Determining ACA’S legality not a typical case
Affordable Care Act finally get its day at the Supreme Court
The Supreme Court is preparing to hear its most significant case in a generation at a time when most Americans say personal politics will play just as large a role as legal principles in determining the legality of the Patient Protection and Affordable Care Act.
The high court has scheduled six hours of oral arguments on the reform law starting March 26—the most time for any single case since the 1960s, experts say. A decision is expected by the end of June.
The arguments come almost exactly two years after President Barack Obama signed his signature domestic policy into law, spurring changes such as the widespread development of accountable care organizations, groundwork laid for state insurance exchanges and the broadening of eligibility rules for citizens with private insurance.
Partisans in Washington are already prepping an array of attention-grabbing public events to coincide with the case. But with a presidential election campaign moving toward full swing, national polling has found a wide gap between the expectations of legal scholars and the American public on how the court will rule on the reform law.

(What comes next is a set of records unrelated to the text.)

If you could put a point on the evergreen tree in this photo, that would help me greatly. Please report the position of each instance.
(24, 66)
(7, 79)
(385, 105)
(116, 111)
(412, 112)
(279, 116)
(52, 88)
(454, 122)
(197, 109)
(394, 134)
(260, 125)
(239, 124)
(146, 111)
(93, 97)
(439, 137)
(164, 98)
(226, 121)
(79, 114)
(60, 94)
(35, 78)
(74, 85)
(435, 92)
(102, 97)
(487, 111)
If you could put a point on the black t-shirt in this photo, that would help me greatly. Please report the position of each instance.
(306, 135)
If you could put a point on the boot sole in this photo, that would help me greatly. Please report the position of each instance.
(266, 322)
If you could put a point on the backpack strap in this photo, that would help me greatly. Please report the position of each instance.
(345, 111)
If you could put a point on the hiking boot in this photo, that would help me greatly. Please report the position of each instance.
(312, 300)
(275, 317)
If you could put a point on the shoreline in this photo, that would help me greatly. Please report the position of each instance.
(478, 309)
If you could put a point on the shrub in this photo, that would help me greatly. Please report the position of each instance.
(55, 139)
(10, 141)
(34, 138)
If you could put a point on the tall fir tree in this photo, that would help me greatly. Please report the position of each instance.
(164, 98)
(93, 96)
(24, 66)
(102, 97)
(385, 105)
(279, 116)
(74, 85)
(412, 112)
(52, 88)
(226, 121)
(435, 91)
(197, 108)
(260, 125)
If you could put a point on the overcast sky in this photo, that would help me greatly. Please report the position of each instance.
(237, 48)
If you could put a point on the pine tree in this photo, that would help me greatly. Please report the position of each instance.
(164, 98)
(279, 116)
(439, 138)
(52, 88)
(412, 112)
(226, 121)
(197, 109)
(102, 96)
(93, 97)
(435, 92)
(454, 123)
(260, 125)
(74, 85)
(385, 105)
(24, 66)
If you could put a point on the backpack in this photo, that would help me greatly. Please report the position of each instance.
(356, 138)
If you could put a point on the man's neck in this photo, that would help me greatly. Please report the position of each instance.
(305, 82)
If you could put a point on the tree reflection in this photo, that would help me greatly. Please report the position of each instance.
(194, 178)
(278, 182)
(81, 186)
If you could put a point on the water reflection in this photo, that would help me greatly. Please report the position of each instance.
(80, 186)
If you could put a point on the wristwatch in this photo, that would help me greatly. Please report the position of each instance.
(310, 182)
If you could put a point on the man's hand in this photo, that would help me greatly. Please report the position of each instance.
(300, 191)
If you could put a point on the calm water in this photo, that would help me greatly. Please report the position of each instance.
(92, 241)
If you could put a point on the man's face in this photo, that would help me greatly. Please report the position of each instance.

The American Bar Association published a survey last week of constitutional experts that found most expect the Supreme Court will uphold by a 6-3 majority the reform law’s most controversial provision: the individual mandate for virtually all Americans to buy health insurance. “The safe money seems to be on the individual mandate making it through the summer,” wrote Catherine Hawke, editor of the ABA’S Preview of United States Supreme Court Cases.
Meanwhile, a Kaiser Family Foundation public opinion poll published March 14 found that 53% of Americans believe the Supreme Court will find the individual mandate unconstitutional. More than half,
51%, said the justices’ own political leanings will play a major role in how they rule—nearly as many as the 54% who said analysis of the law will guide the decision.
“I think the opponents have been very, very good at publicizing their message, and the proponents of the law have not been as successful,” said Adam Winkler, a constitutional law professor at UCLA School of Law. “The challengers have done a good job articulating their arguments against the law, and have made what originally seemed like a far-fetched argument seem more realistic and plausible.”
Families USA, an advocacy group that favors reform, is partnering with several labor unions and other organizations that support the law to hold daily events, a 1,000person vigil and hundreds of radio interviews in a building adjacent to the Supreme Court. But Families USA Executive Director Ron Pollack said the events were not motivated by any perception of how well the Obama administration has promoted the law to the public.
“Given that such a substantial portion of the American public is still confused about what is in the reform act and how it will affect their lives, we want to take advantage of this opportunity to explain what is in the act,” Pollack said. “We think this is an important teaching moment. The administration is going to do its end of it by having the solicitor general argue in court to defend the law.”
The Kaiser poll found that the public tended to be most aware of the law’s provisions that they oppose, such as the insurance mandate, and least aware of things they favored, such as tax credits to small businesses for employee insurance. And 14% of survey respondents believe the Supreme Court has already overturned the reform law.
Reuters reported that opponents of the law also are planning public rallies, though representatives for the Republican National Committee could not elaborate on the “fully coordinated effort” targeting families and business owners cited in the story.
Edward White Iii—the American Center for Law and Justice attorney who argued on behalf of reform-law opponents before the U.S. Court of Appeals for the District of Columbia in the case Seven-sky v. Holder— said the case has garnered such widespread controversy because it’s not about just health insurance.
Rather, he said, observers on both sides of the debate see that the law’s requirement that individuals acquire health insurance or face a tax penalty greatly expands Congress’ power under the Constitution’s Commerce Clause—a power that could have been used in the past to force Americans to buy war bonds during World War II, for example, or to purchase American-made cars during auto manufacturing crises. “Just the fact that they have never used this power is strong evidence to show they don’t have this power,” White said.
Winkler, however, said the Supreme Court has in the past rejected many such arguments by critics who assert that laws should be struck down because they represent “unprecedented” action by Congress. Such arguments often fail, he said, because the court has recognized that modern society sometimes needs to expand beyond 18th-century legal frameworks. The arguments scheduled are: March 26: 90 minutes on whether opponents are barred from challenging the mandate, in effect beginning in 2014, until a penalty is imposed.
March 27: two hours on the constitutionality of the mandate.
March 28: 90 minutes on whether the rest of the law could stand if the mandate is found illegal, and one hour on whether the law unconstitutionally coerces states to expand Medicaid programs in order to reach its coverage goals.
Chief Justice John Roberts shakes hands with Obama. In a Kaiser poll, 51% said political leanings will influence how the justices rule.